Außen weich und innen al dente. Somit ist Risottoreis letztlich dann auch in der Lage, das Aroma der Sauce aufzunehmen und bleibt trotzdem bissfest. Diese Sorten kommen vor allem aus Italien. Eine kleine Menge wird sogar im Tessin produziert.


Milchreis

Klassische Reissorten für Milchreis sind ebenfalls Rundkornreissorten. Wichtig ist, dass das Korn besonders groß und rund ist, damit es möglichst viel Milch aufsaugen kann. Ambesten eigent sich ein weisser Rundkornreis, wie es meist auch ein als "Risotto Reis" deklarierter Reis ist. Aufgrund des Abriebs, der durch das polieren entststeht, können die Körner noch besser verkleben, deshlab empfehlen wir den Milchreis vor dem Kochen nicht zu waschen.


Paella

Ein traditionell spanisches Gericht ist Paella. Eine grosse Pfanne mit viel Reis und vielen verschiedenen Beilagen. Ich hatte selber mal das Glück in Barcelona eingeladen zu sein.

Heute werden besonders oft Meeresfrüchte als Beilagen dazu gekocht.


Für diese traditionelle Speise wird in Spanien angebauter Rundkornreis verwendet.


Sushi Reis = japanischer Reis

Genauso werden Sushi Reis und Kleb Reis häufig verwechselt. Das liegt daran, dass Sushi Reis auch stark klebt, damit die Sushiröllchen zusammen halten. Tatsächlich sind es aber unterschiedliche Sorten, die auch unterschiedliches Saatgut haben. Sushi Reis ist nämlich ein Rundkornreis, während Kleb Reis ein Langkornreis ist.


Sushi Reis ist eine traditionell japanische Reissorte.

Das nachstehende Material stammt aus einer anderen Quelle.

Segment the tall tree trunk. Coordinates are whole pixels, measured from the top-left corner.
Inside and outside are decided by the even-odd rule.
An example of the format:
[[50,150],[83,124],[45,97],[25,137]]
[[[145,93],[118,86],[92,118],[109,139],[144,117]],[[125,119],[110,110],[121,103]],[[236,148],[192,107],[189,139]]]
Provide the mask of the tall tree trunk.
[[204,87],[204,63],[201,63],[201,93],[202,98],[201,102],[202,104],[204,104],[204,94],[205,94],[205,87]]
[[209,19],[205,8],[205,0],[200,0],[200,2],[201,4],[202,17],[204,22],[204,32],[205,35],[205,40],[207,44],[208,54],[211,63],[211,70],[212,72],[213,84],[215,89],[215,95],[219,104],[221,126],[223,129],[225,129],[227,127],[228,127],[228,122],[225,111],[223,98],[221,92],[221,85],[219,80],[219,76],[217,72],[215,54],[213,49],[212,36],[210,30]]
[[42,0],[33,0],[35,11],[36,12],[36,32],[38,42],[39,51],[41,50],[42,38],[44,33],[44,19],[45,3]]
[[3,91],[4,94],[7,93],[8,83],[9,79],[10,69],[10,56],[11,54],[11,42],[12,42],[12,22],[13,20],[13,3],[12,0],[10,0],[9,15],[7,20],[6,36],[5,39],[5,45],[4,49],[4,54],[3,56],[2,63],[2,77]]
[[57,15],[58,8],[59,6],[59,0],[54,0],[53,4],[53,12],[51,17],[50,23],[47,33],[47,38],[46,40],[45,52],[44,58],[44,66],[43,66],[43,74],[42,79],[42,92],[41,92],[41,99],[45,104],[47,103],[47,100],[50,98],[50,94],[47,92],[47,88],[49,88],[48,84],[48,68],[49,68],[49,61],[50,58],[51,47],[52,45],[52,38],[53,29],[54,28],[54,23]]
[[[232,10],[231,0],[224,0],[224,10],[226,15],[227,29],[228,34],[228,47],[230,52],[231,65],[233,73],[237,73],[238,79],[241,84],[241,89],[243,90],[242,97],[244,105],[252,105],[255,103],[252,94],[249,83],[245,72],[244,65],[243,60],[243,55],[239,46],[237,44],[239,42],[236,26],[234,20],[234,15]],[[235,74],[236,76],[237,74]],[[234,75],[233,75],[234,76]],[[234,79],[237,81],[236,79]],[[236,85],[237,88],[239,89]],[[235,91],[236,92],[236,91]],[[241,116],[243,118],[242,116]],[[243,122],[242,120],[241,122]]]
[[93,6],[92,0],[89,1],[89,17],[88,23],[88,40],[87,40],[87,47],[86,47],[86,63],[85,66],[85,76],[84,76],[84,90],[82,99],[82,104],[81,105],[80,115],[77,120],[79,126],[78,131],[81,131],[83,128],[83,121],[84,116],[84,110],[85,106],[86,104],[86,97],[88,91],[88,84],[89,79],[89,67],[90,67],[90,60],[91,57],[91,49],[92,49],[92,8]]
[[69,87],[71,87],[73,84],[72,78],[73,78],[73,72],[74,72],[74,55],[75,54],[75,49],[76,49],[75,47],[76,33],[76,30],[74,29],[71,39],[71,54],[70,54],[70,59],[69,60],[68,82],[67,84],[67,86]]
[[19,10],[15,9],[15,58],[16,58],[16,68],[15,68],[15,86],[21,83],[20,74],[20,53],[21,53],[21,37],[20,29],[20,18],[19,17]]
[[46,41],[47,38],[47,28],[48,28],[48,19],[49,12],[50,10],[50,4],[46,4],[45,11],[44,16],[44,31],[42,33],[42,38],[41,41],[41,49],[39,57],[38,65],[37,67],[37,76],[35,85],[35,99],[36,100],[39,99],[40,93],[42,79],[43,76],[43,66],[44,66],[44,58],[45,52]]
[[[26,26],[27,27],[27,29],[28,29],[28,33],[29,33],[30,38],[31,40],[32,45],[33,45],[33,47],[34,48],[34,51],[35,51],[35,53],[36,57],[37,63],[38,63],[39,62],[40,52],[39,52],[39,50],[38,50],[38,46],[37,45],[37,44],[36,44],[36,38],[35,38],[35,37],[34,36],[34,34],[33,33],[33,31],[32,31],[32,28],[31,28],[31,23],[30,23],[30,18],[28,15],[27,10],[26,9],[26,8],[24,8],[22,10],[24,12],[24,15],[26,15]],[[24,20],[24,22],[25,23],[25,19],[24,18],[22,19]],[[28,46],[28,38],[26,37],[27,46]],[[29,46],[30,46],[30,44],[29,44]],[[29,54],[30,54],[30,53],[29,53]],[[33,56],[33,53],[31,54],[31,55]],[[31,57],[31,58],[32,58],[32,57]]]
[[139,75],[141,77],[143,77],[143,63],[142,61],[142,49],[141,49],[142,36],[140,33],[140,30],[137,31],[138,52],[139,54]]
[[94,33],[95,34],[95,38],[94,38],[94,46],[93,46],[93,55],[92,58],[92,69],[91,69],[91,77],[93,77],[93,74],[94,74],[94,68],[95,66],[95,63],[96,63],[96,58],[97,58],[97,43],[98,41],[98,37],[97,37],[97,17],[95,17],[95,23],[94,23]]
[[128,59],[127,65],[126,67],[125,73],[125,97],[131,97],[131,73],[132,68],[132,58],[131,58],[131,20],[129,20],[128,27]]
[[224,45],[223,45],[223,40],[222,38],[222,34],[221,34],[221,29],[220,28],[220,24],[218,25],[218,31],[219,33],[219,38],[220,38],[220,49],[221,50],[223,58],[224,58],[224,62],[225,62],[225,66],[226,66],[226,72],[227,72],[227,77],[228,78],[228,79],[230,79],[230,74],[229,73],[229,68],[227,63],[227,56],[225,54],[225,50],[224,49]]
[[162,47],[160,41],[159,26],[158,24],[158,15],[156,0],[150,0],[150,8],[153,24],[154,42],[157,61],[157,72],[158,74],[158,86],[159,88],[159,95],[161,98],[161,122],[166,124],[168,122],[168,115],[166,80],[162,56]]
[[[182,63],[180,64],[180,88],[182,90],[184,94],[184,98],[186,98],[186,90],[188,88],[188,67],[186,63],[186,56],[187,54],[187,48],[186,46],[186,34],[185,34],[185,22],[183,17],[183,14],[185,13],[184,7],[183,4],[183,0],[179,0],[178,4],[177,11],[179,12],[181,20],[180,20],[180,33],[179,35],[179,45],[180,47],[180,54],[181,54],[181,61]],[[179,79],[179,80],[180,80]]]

Bedeutung und Nährwert von Reis

Über die Hälfte der Weltbevölkerung isst täglich Reis. In einigen Ländern macht Reis etwa 4/5 des gesamten Essens aus. 2009 lag die Weltproduktion bei 678.7 Millionen Tonnen. Fast 50% davon wurden in China und Indien geerntet.


Die Bedeutung von Reis zeigt sich in China im Sprachgebrauch. Dort wird "Essen" mit "Reis" gleichgesetzt. Die Chinesen essen im Durchschnitt doppelt so viel Reis wie die Japaner.

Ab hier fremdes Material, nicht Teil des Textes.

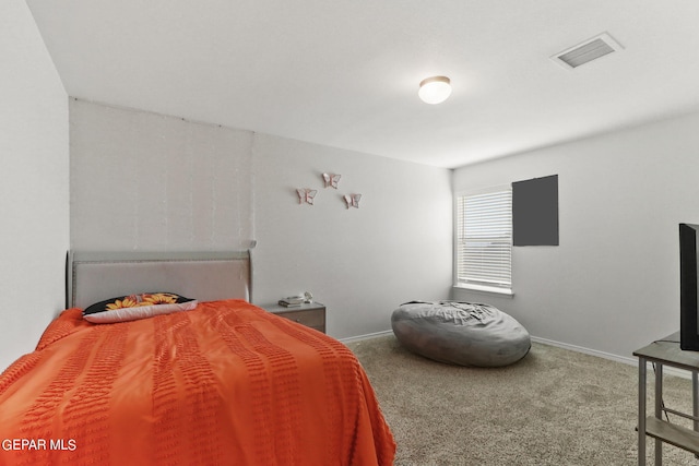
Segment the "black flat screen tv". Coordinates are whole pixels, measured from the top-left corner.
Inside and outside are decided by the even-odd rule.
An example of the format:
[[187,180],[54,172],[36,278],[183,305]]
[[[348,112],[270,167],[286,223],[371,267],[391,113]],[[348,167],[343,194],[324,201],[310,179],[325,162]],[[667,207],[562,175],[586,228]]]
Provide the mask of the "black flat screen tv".
[[679,347],[699,351],[697,241],[699,225],[679,224]]

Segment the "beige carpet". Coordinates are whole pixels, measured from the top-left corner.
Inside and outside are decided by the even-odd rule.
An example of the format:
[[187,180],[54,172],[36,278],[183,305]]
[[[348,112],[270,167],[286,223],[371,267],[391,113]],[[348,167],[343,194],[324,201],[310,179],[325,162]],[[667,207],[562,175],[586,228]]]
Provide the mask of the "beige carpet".
[[[392,335],[347,346],[391,426],[395,465],[637,464],[635,366],[541,344],[499,369],[433,362],[403,349]],[[648,379],[650,397],[650,366]],[[688,380],[666,377],[664,394],[666,406],[691,410]],[[671,420],[690,427],[677,416]],[[653,443],[649,438],[649,465]],[[665,465],[699,464],[672,445],[663,453]]]

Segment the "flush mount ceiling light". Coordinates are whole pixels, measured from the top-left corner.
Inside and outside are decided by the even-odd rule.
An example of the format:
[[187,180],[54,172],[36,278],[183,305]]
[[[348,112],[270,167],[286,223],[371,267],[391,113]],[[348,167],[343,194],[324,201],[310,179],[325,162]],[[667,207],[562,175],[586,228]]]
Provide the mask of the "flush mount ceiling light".
[[419,83],[417,95],[427,104],[440,104],[451,95],[451,81],[447,76],[424,79]]

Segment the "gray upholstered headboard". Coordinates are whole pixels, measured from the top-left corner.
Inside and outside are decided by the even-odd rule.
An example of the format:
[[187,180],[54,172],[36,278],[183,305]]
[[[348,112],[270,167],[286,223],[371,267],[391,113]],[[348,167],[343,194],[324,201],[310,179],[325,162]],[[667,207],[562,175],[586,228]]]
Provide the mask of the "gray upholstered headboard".
[[71,251],[66,307],[86,308],[105,299],[168,291],[199,301],[251,300],[250,251]]

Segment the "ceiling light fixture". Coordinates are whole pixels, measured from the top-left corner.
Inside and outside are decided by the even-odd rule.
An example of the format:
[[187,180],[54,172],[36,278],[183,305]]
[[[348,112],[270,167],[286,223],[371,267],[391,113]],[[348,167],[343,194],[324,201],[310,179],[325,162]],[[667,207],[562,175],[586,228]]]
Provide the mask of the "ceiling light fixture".
[[451,81],[447,76],[426,77],[419,83],[417,95],[427,104],[441,104],[451,95]]

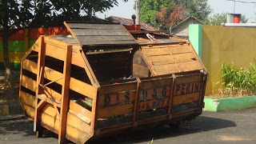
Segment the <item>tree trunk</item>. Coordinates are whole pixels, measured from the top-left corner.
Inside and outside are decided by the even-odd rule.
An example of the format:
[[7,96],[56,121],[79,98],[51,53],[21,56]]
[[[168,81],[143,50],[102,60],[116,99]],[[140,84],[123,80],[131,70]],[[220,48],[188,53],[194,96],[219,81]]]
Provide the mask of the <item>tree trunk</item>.
[[14,80],[12,78],[11,75],[11,70],[10,70],[10,66],[9,62],[9,50],[8,50],[8,29],[6,30],[4,28],[3,30],[3,35],[2,35],[2,45],[3,45],[3,61],[6,67],[6,82],[9,86],[9,91],[10,94],[13,96],[14,94]]
[[[6,1],[2,1],[3,6],[7,6],[7,3]],[[6,82],[9,86],[9,91],[10,95],[14,96],[14,80],[12,78],[11,71],[10,71],[10,66],[9,62],[9,50],[8,50],[8,39],[10,36],[9,31],[9,14],[4,14],[3,16],[3,33],[2,33],[2,45],[3,45],[3,61],[6,67]]]

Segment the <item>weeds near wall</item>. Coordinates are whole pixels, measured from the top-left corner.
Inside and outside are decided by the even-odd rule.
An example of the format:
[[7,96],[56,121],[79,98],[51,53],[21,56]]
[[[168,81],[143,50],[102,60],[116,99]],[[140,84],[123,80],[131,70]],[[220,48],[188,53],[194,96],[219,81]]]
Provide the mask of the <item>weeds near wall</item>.
[[248,68],[237,68],[233,63],[222,64],[222,87],[218,90],[217,95],[234,97],[255,94],[256,60]]

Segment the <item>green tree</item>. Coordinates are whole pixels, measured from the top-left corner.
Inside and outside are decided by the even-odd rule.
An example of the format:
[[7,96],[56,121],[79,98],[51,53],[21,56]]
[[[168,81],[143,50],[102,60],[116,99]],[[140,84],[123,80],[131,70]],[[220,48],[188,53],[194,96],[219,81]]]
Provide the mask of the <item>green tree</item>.
[[213,17],[209,18],[206,24],[211,26],[220,26],[221,23],[226,22],[226,13],[215,14]]
[[246,23],[248,22],[248,18],[246,18],[246,15],[243,14],[241,17],[240,23]]
[[141,0],[141,19],[157,27],[162,25],[157,19],[158,12],[167,10],[170,18],[170,14],[178,6],[186,10],[186,16],[194,16],[203,22],[212,11],[207,0]]
[[63,21],[96,20],[92,11],[103,12],[118,4],[117,0],[0,0],[0,34],[10,92],[14,91],[8,54],[11,34],[25,28],[63,26]]
[[189,15],[194,16],[203,23],[207,21],[208,15],[212,12],[208,0],[177,0],[176,2],[185,5],[189,10]]
[[[227,19],[227,13],[222,13],[222,14],[215,14],[214,16],[210,17],[206,24],[212,25],[212,26],[220,26],[221,23],[226,23]],[[241,23],[246,23],[248,19],[246,18],[246,15],[242,15],[240,22]]]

Reis wird zu 92% der gesamten Ernte als Lebensmittel verwendet. Neben Reis als Nahrungsmittel sind auch Reisschnaps, Reiswein, Reisessig, Reismilch und Reisbier bekannt. Weiter gibt es auch Reismehl, das ebenfalls zum Kochen benützt wird, oder auch Reispapier.

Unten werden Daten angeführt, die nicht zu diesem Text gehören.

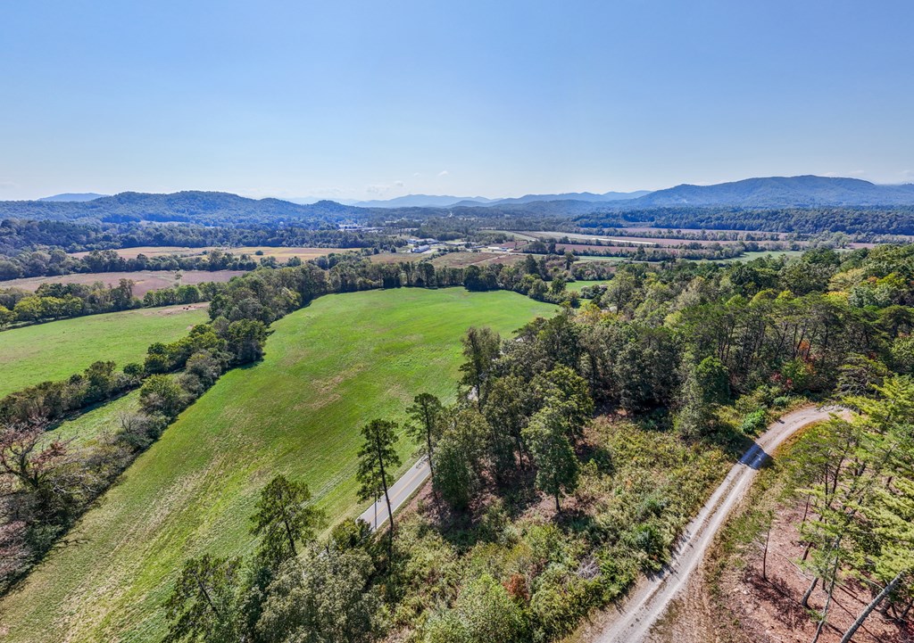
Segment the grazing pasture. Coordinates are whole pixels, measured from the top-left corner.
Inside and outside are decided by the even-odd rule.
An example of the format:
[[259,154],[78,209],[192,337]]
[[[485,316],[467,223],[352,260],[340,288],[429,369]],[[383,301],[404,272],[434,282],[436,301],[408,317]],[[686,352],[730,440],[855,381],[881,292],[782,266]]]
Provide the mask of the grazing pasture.
[[48,439],[65,443],[70,450],[88,447],[103,434],[120,429],[121,415],[135,412],[140,406],[139,402],[139,390],[131,391],[73,419],[64,420],[46,435]]
[[597,286],[597,285],[605,286],[609,284],[611,280],[612,279],[593,279],[593,280],[579,279],[578,281],[569,281],[566,286],[566,288],[575,292],[580,292],[588,286]]
[[84,283],[101,281],[106,286],[117,286],[121,279],[133,281],[133,296],[143,297],[149,290],[158,290],[178,285],[193,285],[205,281],[224,283],[244,270],[134,270],[133,272],[80,272],[56,277],[24,277],[0,281],[0,288],[21,288],[37,290],[43,283]]
[[[273,476],[307,482],[333,522],[357,515],[363,424],[401,421],[420,392],[453,400],[467,327],[508,336],[556,310],[506,291],[399,289],[328,295],[276,322],[263,361],[185,411],[0,602],[4,640],[160,640],[183,561],[250,551]],[[398,449],[405,470],[415,445]]]
[[69,377],[99,360],[143,362],[154,342],[174,342],[207,321],[206,303],[86,315],[0,332],[0,396]]
[[[122,248],[114,250],[119,257],[125,259],[135,259],[140,255],[146,257],[165,257],[167,255],[178,255],[181,257],[193,257],[194,255],[206,255],[210,250],[221,250],[230,252],[233,255],[256,255],[257,257],[275,257],[277,259],[285,261],[292,257],[298,257],[303,261],[313,259],[317,257],[329,255],[331,252],[348,252],[358,248],[278,248],[274,246],[239,246],[228,248],[224,246],[206,246],[203,248],[187,248],[183,246],[141,246],[138,248]],[[261,254],[257,255],[260,252]],[[73,252],[73,257],[85,257],[88,252]]]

Der Erfolg dieser Pflanze liegt auch in ihrem Nährwert: Mit einem Kohlenhydratgehalt durch Reisstärke von 78.6 Gramm in 100 Gramm Weissreis überrundet das kleine Reiskorn auch Teigwaren, Kartoffeln und Mais. Allerdings fehlten früher wichtige Stoffe wie zB Vitamin B1. Durch neue Züchtungen ist der Gehalt von Vitamin B1 gestiegen und wird durch weitere Mineralstoffe wie Calcium, Phosphor, Kalium, Niacin und Aminosäuren ergänzt.



Tipp:

Reis sollte vor dem Kochen immer mit kaltem Wasser gespült werden. So verklebt der Reis weniger. Bei einem weissen Rundkornreis der zB für einen Milchreis verwendet wird, ist das verkleben meist gewünscht und daher muss dieser nicht gewaschen werden.


Langkornreis beim Kochen nicht rühren, dann klebt er weniger. Beim italienischen Risottoreis ist das wieder anders - hier nicht permanent rühren, damit ein sämiger Risotto ("kleiner Reis") entsteht.


Wenns kein Risotto oder Milchreis werden soll kannst du die Langkornsorten sehr effizient in einem Reiskocher zubereiten. Füllen und laufen lassen. Der Reiskocher stellt dann automatisch ab und fertig ist eine grosse Portion Reis. Ein Steamer tut das übrigens auch und ist noch flexibler für viel Anderes einsetzbar.




Und zum Schluss ein altes chinesisches Sprichwort: Willst Du eine Stunde glücklich sein, dann betrinke Dich; willst Du 3 Tage glücklich sein, dann heirate; willst Du ein Leben lang glücklich sein, dann iss täglich Reis.

Und wenn du auch noch ein japanisches Auto fährst, dann stehst du dem Reis näher als du denkst: Honda bedeutet übersetzt "Hauptreisfeld" und Toyota ist nichts anderes als "reiches Reisfeld".